= Maranantha-Alkahest Sector =

Science-fiction role-playing game supplement

Maranantha-Alkahest Sector is a 1982 role-playing game supplement published by Judges Guild for Traveller.

==Contents==
Maranantha-Alkahest Sector is a supplement which describes a sector in the Gateway Quadrant.

==Publication history==
Maranantha-Alkahest Sector is the fourth sector sourcebook published by Judges Guild for Traveller.

Maranantha-Alkahest Sector was written by Dave Sering and was published in 1981 by Judges Guild as a 32-page book with a large map.

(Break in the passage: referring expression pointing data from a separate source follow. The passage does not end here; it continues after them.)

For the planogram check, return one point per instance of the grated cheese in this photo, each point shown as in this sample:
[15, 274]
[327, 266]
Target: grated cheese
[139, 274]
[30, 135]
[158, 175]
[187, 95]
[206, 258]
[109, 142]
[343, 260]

Judges Guild published supplements for Traveller from 1979 to 1982, presenting entire sectors of the Imperium, and according to Shannon Appelcline: "The result was a set of four publications: Ley Sector (1980), Glimmerdrift Reaches (1981), Crucis Margin (1981), and Maranatha-Alkahest Sector (1981). Together these sectors comprised the Gateway Quadrant; along with complementary adventures published by Judges Guild, they offered the most comprehensive and cohesive view of any part of the Traveller universe, with the possible exception of the Spinward Marches."

==Reception==
William A. Barton reviewed Maranantha-Alkahest Sector in The Space Gamer No. 49. Barton commented that "The only real problem with this supplement is the usual, sloppy JG editing. The large map is a bit unwieldly [sic], as have been all of JG's maps of late. Overall, however, Maranantha-Alkahest Sector provides some more interesting places to adventure and is recommended to those who want to further add to their atlases of the Traveller universe."